Nos quedamos así. Dos cuerpos heridos, sí, pero de pie. Frente al fuego. Sin palabras que contaminaran la tregua, sin excusas que empañaran lo que seguía intacto. Solo el crujido terco de las brasas… y el calor obstinado de algo que, contra todo pronóstico, aún se negaba a apagarse.
El ojo guardó silencio. No fue calma, fue tregua. Como si entendiera que, mientras sus brazos me rodeaban y la tormenta se alejaba, ya no hacía falta seguir alerta.
Esa fue la última vez que dijimos sus nombres. Sarah. Lynn. La visita. Quedaron flotando en el aire como ceniza que ya no quema, como humo que no vuelve a espesar el cuarto.
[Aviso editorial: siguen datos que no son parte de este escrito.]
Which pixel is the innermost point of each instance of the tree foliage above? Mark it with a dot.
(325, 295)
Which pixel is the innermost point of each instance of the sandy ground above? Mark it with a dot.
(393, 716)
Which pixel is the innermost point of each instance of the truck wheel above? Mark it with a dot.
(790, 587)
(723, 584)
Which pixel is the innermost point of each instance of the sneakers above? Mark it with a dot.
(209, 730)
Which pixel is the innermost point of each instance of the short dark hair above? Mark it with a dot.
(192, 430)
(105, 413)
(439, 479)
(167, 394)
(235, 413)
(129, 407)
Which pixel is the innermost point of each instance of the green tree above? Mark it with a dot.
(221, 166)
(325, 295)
Porque a veces, las guerras no estallan. Solo se extinguen. Se arrastran hacia un silencio denso, lleno de lo que no se dijo… y lo que nunca se podrá deshacer.
Y fue ahí, entre las brasas de lo que fuimos y los restos tibios de lo que aún somos, que elegimos no rendirnos. No porque olvidamos, no porque perdonamos, sino porque aún queda algo que se mueve bajo la herida.
Algo parecido a un comienzo, algo parecido a nosotras.